The process was repeated again in 1996, when TWA Flight 800 blew up shortly after take takeoff from JFK Airport in New York. The initial fear was that a bomb had been planted in the hold, but an investigation found mechanical error was at fault.
The FAA again demanded airlines begin bag-matching, as well screening for explosives. But the airlines successfully resisted the bag match, and it wasn't until 1994 that the FAA approved the first Explosive Detection System.
"If they'd done what they should have done way back in the 1970s, we'd be way ahead of the game," says Aaron Gellman of Northwestern University's Transportation Center in Evanston, Ill.
Instead, a frantic effort to catch up is now under way. The Sept. 11 attacks showed Americans that they're living in a different world - one where bombers may find it an honor to die with their victims. In the face of that threat, the bag match is useless, so the top security focus is now bomb detection.
Currently, 161 explosive-detection machines are installed at 40 airports around the country, according to the FAA. But to meet the goal of screening all bags for explosives, more than 2,000 machines would be needed in the nation's more than 400 large airports, experts estimate.
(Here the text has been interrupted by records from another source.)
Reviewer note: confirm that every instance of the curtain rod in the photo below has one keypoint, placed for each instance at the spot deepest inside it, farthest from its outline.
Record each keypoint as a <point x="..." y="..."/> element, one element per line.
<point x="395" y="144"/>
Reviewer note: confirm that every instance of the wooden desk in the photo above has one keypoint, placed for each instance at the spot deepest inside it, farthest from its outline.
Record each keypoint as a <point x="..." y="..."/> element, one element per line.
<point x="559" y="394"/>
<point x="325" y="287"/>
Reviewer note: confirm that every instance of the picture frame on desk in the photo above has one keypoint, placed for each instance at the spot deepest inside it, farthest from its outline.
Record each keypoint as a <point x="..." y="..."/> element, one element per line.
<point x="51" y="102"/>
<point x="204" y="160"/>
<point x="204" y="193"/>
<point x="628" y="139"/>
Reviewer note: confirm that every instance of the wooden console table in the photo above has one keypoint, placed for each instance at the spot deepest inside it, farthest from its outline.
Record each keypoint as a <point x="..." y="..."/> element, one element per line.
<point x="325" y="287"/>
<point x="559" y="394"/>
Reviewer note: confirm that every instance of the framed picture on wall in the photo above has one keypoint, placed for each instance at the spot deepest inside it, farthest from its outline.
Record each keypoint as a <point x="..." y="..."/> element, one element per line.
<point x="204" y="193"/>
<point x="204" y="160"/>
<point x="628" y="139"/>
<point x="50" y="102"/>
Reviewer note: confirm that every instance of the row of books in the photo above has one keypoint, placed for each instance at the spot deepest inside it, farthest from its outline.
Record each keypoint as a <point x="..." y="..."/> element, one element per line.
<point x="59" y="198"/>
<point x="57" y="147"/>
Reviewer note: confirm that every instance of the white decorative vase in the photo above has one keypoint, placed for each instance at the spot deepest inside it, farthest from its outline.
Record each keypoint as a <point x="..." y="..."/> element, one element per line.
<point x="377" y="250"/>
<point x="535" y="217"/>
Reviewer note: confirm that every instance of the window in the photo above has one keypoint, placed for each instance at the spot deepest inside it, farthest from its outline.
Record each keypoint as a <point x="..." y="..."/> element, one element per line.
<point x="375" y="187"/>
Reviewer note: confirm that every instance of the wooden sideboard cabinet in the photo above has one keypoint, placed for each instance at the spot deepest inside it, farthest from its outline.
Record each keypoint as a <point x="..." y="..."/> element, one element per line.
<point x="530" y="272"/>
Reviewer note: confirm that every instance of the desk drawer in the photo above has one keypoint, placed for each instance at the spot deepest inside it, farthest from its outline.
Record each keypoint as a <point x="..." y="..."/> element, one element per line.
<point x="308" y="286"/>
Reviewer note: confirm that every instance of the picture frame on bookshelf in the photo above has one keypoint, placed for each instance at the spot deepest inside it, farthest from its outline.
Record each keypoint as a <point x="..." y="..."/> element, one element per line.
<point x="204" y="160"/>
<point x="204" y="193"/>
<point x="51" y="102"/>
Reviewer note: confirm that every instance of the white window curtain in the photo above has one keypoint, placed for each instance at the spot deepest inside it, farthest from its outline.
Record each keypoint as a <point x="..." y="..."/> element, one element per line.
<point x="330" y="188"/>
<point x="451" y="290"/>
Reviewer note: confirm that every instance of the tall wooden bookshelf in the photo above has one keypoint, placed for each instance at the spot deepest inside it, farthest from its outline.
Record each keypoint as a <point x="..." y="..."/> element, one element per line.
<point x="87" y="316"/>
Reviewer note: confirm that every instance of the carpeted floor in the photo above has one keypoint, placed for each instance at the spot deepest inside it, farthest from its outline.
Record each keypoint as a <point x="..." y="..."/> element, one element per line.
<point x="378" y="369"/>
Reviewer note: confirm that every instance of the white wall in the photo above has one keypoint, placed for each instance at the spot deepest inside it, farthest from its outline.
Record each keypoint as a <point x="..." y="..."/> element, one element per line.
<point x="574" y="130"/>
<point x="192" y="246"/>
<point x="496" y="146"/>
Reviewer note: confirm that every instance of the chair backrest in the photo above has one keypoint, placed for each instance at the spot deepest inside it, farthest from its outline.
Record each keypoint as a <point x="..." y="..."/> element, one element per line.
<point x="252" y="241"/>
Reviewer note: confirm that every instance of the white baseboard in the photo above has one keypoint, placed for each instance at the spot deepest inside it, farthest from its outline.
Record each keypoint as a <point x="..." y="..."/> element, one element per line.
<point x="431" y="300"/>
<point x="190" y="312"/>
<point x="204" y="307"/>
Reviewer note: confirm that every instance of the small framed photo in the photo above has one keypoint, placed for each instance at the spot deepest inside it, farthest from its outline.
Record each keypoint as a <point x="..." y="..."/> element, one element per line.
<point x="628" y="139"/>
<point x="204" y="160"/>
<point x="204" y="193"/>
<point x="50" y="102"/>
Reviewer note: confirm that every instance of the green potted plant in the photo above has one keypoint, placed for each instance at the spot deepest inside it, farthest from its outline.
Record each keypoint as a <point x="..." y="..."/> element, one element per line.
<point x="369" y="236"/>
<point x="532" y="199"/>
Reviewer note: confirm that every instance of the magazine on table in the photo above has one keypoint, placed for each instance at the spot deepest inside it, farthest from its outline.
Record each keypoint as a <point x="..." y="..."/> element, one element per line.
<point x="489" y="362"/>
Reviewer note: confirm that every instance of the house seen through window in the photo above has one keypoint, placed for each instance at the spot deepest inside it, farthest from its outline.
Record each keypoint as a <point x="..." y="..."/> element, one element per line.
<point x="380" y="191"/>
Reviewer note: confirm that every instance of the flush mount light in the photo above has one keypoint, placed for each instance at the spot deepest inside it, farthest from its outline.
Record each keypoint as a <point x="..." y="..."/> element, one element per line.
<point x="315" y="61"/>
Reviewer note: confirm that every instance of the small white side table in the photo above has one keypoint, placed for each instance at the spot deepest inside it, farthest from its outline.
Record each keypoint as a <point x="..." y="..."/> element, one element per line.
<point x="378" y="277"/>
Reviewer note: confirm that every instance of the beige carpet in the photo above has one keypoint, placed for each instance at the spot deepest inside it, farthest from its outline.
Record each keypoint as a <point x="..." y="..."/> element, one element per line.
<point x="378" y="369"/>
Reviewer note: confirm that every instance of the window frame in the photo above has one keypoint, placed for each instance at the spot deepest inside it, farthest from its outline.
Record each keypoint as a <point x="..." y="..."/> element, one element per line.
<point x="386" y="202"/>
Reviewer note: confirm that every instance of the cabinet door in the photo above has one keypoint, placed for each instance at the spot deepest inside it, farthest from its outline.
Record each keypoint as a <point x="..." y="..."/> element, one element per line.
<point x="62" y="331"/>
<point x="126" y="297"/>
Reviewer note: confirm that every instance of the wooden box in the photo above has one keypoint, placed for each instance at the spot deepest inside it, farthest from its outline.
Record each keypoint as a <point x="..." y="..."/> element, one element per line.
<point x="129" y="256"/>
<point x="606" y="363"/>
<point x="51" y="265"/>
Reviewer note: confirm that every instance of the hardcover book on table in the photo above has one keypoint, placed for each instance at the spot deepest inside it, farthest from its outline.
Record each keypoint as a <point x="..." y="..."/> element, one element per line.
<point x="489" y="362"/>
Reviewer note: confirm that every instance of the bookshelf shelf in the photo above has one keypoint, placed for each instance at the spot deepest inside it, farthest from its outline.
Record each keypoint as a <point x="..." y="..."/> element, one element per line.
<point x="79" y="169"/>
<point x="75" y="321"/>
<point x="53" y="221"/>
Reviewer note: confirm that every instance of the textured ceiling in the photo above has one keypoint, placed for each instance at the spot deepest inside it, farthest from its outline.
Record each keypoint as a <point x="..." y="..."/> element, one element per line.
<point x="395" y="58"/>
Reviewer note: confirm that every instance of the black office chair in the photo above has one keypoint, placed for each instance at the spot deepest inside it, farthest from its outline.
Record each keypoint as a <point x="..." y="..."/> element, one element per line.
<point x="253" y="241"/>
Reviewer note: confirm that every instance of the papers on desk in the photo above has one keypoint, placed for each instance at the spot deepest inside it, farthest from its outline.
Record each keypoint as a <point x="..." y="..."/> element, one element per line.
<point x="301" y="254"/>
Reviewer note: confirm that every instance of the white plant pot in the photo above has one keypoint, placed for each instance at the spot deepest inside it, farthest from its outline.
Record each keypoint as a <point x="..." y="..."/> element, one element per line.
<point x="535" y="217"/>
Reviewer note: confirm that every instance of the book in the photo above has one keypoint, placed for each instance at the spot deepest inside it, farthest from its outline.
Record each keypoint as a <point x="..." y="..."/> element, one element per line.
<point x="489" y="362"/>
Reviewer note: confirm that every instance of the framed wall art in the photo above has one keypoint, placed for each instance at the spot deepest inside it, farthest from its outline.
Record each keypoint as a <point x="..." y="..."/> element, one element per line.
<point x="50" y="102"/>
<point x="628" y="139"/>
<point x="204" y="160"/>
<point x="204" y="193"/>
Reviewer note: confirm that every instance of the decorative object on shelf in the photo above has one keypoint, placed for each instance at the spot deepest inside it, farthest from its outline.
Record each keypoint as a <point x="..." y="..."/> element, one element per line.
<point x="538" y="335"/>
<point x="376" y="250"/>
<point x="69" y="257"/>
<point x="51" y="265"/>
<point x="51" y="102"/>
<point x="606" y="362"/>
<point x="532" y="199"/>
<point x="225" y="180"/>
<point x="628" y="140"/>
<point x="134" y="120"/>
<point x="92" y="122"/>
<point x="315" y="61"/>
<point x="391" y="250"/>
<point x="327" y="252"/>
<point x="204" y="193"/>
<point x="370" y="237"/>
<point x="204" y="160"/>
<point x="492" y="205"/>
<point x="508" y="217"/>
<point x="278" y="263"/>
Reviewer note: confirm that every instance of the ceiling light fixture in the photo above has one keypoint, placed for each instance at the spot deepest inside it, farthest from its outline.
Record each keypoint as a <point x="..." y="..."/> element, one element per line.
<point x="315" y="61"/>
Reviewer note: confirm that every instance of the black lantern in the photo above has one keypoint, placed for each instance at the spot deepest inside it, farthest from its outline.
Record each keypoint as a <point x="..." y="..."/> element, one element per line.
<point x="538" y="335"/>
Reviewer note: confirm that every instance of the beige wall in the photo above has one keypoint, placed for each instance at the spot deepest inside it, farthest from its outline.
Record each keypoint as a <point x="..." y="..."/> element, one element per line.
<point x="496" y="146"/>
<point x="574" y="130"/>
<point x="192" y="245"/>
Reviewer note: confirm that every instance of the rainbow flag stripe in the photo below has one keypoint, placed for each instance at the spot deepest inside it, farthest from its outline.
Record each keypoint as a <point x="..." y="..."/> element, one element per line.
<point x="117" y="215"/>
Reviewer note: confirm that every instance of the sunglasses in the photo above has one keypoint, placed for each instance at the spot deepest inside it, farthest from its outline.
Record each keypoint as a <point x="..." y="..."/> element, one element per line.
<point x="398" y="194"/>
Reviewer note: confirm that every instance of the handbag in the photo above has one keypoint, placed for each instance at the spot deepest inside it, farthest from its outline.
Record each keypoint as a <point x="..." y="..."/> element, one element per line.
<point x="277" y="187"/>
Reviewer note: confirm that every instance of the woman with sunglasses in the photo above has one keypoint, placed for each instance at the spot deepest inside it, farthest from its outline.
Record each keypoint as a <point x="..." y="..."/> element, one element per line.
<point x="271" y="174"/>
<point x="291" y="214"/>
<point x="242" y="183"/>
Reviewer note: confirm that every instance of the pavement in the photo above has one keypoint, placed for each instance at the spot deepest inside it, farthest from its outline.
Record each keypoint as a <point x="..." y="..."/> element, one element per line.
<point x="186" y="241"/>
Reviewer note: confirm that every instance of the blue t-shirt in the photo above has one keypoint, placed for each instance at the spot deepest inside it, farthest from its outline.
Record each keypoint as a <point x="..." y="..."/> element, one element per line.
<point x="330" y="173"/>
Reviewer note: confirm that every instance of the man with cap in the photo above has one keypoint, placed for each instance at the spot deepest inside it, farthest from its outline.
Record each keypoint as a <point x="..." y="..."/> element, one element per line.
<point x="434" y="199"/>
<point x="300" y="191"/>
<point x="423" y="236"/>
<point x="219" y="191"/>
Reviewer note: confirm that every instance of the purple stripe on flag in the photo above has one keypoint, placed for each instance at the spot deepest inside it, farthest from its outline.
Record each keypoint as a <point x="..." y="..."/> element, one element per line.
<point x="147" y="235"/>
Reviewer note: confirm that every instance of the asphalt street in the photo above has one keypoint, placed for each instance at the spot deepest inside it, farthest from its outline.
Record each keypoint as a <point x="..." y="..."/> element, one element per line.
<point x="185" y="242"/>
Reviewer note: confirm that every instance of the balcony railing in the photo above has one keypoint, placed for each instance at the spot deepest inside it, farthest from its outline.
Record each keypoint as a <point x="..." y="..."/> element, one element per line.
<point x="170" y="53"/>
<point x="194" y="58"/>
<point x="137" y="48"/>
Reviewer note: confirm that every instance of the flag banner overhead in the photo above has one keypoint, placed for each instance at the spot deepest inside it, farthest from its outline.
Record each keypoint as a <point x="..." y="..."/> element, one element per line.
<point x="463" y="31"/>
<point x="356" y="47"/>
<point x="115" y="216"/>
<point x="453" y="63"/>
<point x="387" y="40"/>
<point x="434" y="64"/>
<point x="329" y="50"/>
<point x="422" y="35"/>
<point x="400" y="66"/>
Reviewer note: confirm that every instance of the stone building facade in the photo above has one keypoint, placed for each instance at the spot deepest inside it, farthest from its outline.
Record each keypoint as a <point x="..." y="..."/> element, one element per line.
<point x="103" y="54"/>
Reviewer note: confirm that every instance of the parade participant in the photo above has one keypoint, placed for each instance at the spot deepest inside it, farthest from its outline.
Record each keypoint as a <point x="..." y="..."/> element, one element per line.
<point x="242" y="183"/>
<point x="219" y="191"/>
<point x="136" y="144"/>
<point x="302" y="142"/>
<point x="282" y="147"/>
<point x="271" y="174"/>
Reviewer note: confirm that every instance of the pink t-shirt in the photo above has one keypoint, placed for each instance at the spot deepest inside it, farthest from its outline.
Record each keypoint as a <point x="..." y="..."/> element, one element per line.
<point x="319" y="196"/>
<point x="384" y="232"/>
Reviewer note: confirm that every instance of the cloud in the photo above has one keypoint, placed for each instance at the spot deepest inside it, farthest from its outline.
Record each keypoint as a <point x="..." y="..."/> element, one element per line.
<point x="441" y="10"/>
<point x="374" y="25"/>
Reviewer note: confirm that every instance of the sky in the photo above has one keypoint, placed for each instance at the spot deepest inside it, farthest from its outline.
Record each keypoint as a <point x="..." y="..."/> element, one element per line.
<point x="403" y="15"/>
That's a goal that is supposed to be met by the end of 2002.
But the machines themselves remain problematic. They are heavy, slow, and have a "false positive" rate that experts say is higher than 20 percent. Those "false positive" bags, therefore, must be set aside and searched by hand, which adds to delays.
But that doesn't bother the people who actually work on the planes.
"The bag-matching is a start, but it's inadequate as a final solution," says Jeff Zack of the Association of Flight Attendants. "There needs to be examination of every bag that goes in the hold - that's the only way to do it."